Aber die Wirklichkeit sieht anders aus. Die heute agierenden technischen
Akteure sind nicht an einer freien globalen Kommunikation der Menschen
interessiert, sondern an einer Kommerzialisierung und Kapitalisierung
ihrer Beduerfnisse nach Kommunikation.

Dieses Resultat ist nicht zufaellig entstanden, sondern war bereits zu
Anfang das wesentliche Leitmotiv durch die Regierung der USA unter
Ronald Reagan. Das urspruengliche Konzept "the Inter-connection of local
Net-works", das ja notwendig auf lokalen Netzwerken ruht, wurde zu einem
privat und staatlich organisierten System von verbundenen Sternsystemen,
"the inter-connection of private Star-Systems".

Diese Verbindung von Stern-Systemen schafft die Moeglichkeit, nach
beliebigsten Kriterien den Zugang und Ausschluss zu organisieren. Und
wir sehen heute, dass sich das System einer freien globalen
Kommunikation zu einem Feld der Zensur und privatem Kontrollwahn
entwickelt hat, das von Laendern organisiert wird, die sich "der Westen"
nennen. Schon die Namensgebung deutet auf organisierten Schwachsinn,
weil der Planet eine Kugel und keine Scheibe ist und damit beliebige
Richtungen zum gleichen Ziel fuehren koennen.
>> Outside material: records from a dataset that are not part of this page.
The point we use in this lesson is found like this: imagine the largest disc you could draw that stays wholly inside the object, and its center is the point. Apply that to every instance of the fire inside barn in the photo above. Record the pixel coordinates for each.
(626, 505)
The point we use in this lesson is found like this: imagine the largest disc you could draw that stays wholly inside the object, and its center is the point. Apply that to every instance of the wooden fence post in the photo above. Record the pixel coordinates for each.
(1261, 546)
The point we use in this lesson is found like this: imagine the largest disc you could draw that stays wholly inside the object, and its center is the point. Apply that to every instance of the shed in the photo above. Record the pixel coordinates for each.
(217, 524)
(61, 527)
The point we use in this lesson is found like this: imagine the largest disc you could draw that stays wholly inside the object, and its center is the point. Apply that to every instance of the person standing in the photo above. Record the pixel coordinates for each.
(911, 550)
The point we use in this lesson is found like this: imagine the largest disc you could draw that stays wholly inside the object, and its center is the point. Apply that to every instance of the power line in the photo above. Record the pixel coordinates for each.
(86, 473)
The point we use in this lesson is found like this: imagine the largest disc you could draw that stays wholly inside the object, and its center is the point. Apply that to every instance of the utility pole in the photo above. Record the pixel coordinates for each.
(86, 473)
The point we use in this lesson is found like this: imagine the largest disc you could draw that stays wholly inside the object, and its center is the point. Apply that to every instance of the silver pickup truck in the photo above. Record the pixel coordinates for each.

Die Akteure dieser Zersplitterung und Zerbrechung einer freien
menschlichen Kommunikation "ohne Grenzen" sind jene, die sich als
Vertreter einer "freien Welt" bezeichnen, tatsaechlich aber jede
Diversitaet mit militaerischen Stiefeln zertrampeln. Jede Form des
Rassenwahns a'la Cecil Rhodes wird wieder auf den Tisch gestellt. Die
Luege und Heuchelei ist diejenige Form der Kommunikation, die nun zum
absoluten Mass erhoben wird.

Die Idee einer Telekommunikation in Form eines Internet, das sich nicht
an private oder staatliche oder geografische Grenzen haelt, wie wir es
bei Jonathan Postel sahen, wurde schon zu Beginn der Lebensphase eines
Internet zerstoert. Heute sehen wir, zu welchem Monster kleingeistigem
Machtwahns es sich entwickelt hat, wo nur noch private Profitinteressen
und staatlicher Kontrollwahn gelten.

Die Alternative bleibt immer existent. Eine Telekommunikation in Form
eines internet, das auf lokalen Netzwerken ruht und so allen Menschen
unseres Planeten den freien Zugang ermoeglicht, unabhaengig von ihrer
sozialen Lage und geografischen Position.

Das und nur das ist ein "Netz der Netze".